Ah I see - as I said I just browse through todays posts! Saw a mention of Maidenscotland - saying that she is fine in Cairo, no internet connection though so cannot post. I am in the UK at the moment so glued to TV and internet. Must tear myself away to do some shopping sometime. Due to fly out to Hurghada in 2 weeks - fingers crossed. But right now am more concerned that the people of Egypt get what they want and are not being tricked into a worse position than ever


----------



## Dozza (Feb 17, 2009)

titirangi said:


> Gotta wonder how much of this is related to wikileaks, e.g. the palestine revelations just released.
> 
> *And yes completely agree that the heat is increasing across the region and even here in Dubai/Abu Dhabi it feels like something is in the air.*
> I guess a large part is related to those in poverty getting whacked by the recent escalation in food prices. These prices are widely accepted to be in a multiyear secular bull so it is only going to get worse.

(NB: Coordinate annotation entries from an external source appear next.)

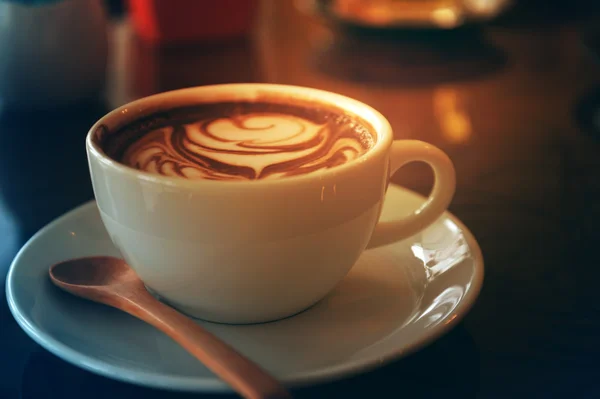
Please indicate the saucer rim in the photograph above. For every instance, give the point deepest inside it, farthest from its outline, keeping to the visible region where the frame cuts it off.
(212, 384)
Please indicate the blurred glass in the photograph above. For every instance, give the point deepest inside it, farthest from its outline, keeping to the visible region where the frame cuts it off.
(415, 13)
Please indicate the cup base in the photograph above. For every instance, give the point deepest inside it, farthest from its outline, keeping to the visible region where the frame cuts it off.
(200, 317)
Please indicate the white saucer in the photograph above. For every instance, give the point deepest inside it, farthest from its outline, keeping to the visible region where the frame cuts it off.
(395, 300)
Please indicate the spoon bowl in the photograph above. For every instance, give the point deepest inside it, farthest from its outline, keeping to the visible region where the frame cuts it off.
(92, 271)
(112, 282)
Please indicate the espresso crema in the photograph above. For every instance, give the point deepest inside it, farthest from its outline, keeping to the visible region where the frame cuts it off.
(240, 141)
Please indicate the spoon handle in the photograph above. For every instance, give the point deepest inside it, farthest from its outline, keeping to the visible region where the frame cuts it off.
(244, 376)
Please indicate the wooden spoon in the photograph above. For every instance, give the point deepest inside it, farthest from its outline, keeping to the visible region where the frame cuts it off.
(112, 282)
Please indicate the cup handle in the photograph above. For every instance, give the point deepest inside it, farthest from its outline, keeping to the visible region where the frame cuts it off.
(402, 153)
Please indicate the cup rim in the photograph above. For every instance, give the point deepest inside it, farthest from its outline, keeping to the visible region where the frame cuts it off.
(377, 121)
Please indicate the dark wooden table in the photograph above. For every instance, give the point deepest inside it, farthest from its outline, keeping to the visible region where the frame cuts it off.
(513, 104)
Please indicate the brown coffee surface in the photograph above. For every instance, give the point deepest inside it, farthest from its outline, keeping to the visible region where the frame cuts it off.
(240, 141)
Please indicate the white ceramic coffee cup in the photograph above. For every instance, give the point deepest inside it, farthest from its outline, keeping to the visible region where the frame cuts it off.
(245, 252)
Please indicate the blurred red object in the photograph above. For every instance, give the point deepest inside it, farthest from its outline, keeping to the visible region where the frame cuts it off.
(176, 21)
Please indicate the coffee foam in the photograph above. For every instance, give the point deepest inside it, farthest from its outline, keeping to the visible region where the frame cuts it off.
(245, 142)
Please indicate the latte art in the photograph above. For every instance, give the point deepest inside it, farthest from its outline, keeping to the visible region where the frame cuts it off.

Really - Considering ive been out & about all day in Dubai, Sharjah & RAK - The only heat I have felt is from the sun?


----------



## Sunset (Jan 24, 2011)

titirangi said:


> And yes completely agree that the heat is increasing across the region and even here in Dubai/Abu Dhabi it feels like something is in the air.

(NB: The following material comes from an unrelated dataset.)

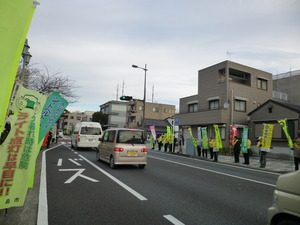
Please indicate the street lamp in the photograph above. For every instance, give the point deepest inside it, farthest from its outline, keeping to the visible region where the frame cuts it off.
(26, 59)
(144, 100)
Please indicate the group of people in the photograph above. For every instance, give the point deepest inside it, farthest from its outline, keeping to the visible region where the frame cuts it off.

Well I found the weather quite nice although there was quite a bit of dust in the air yesterday due to a Shamal.


----------



## Andy Capp (Oct 5, 2008)

:focus:

Latest from Human Rights Watch

Live Updates from Egypt | Human Rights Watch


----------



## Andy Capp (Oct 5, 2008)

And now Al Jazeera is ordered to shut down too...

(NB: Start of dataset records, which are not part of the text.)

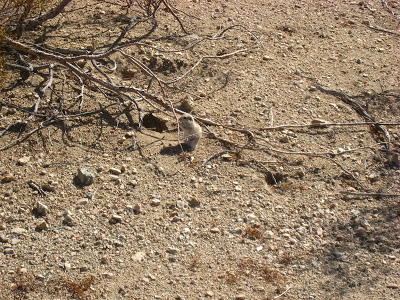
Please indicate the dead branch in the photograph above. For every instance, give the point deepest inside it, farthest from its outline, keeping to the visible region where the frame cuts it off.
(281, 127)
(369, 194)
(215, 155)
(383, 30)
(357, 107)
(52, 13)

Al Jazeera ordered to shut down operations in Egypt - The National


----------



## Mr Rossi (May 16, 2009)

Extensive coverage in English here - Al Jazeera English: Live Stream - Watch Now - Al Jazeera English


----------



## Andy Capp (Oct 5, 2008)

Maiden's video...


----------



## MaidenScotland (Jun 6, 2009)

The revolt had nothing to do with religion, you are not told to pray to receive more bread.
The youth of Egypt have no future regardless of their qualifications, nepotism is rife as is corruption, torture and bribery. 
Egypt is a wealthy country but the money does not filter down to the needy or indeed to social housing, education, health services or public transport and the youths of today saw no change if Mubarak stayed as president.


----------